There was not a single indication of frustration in my colleague’s body, words, or demeanor. I didn't have to be elsewhere for a while. Conversation came easily. I do enjoy his companionship. At the same time, I felt guilty for how long it was taking.

Reflecting on the experience, I realized that I wasn’t impatient for impatience’s sake. It was more that I feel almost a moral obligation towards advancement. It's all progress, improvement, efficiency, the next thing. It’s capitalism, it’s white supremacy, it’s a deeply and viscerally internalized cultural ethic towards forward momentum. It permeates my entire perspective. My discomfort was the dissonance of failing to meet that expectation. There I am, present in necessary stillness, and my body tingles with a version of the same anxiety I feel when I sense my career is stagnating, or I'm failing to become better in all the ways our society suggests we should. Miles per hour or milestones per lifetime: it all feels the same.

When I could be present in the moment, sitting in the car, relaxing my sense of obligation towards speed? That let me recognize the true experience: good company and conversation. Connection makes life rich. This mindset towards "progress" sets me up to miss it.

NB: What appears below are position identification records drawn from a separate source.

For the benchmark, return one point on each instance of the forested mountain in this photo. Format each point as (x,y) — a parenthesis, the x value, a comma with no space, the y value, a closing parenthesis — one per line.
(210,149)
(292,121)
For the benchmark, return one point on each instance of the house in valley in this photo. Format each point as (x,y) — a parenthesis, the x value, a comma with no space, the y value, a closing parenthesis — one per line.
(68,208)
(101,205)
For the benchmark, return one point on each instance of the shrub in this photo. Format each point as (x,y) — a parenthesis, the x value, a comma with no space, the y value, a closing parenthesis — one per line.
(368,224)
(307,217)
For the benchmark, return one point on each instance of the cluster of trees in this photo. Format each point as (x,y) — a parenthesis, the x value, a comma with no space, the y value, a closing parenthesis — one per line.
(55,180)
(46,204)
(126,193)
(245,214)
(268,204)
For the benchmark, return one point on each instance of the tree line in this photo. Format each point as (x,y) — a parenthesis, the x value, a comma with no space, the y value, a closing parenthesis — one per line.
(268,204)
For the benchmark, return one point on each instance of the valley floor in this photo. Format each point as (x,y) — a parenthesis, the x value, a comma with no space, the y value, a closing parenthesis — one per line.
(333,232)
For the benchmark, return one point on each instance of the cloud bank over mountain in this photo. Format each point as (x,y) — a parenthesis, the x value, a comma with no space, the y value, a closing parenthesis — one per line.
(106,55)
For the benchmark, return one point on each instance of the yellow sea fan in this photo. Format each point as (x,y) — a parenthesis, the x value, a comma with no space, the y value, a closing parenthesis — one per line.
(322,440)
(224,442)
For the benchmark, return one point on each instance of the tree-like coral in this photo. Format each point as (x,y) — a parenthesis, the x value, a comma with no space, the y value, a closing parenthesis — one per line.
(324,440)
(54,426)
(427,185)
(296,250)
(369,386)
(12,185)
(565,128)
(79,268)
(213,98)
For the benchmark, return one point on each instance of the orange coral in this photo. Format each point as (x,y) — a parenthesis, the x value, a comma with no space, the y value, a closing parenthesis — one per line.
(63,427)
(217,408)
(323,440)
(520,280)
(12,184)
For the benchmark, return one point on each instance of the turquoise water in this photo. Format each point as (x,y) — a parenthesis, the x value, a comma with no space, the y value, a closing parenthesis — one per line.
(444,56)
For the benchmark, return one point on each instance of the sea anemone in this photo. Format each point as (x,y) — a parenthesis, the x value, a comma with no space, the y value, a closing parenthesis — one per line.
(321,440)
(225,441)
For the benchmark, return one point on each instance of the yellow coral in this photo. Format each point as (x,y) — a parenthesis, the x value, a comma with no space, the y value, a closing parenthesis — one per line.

What other circumstances am I failing to recognize when I don’t embrace the necessary stillness? Where else am I failing to see that the need to exist in the moment is a required part of whatever journey I'm taking? When else am I failing to understand that maybe life doesn't have to be ever-upward in order to be well-lived?

Prayer

May patience teach us presence; may presence show us all of the blessings of the moment and keep our attention on what truly matters.

About the Author

Christine Slocum

Christine Slocum (she/her) is a UU whose work facilitates housing for people experiencing homelessness and severe mental illness. She lives in the city of Buffalo with her husband and two children.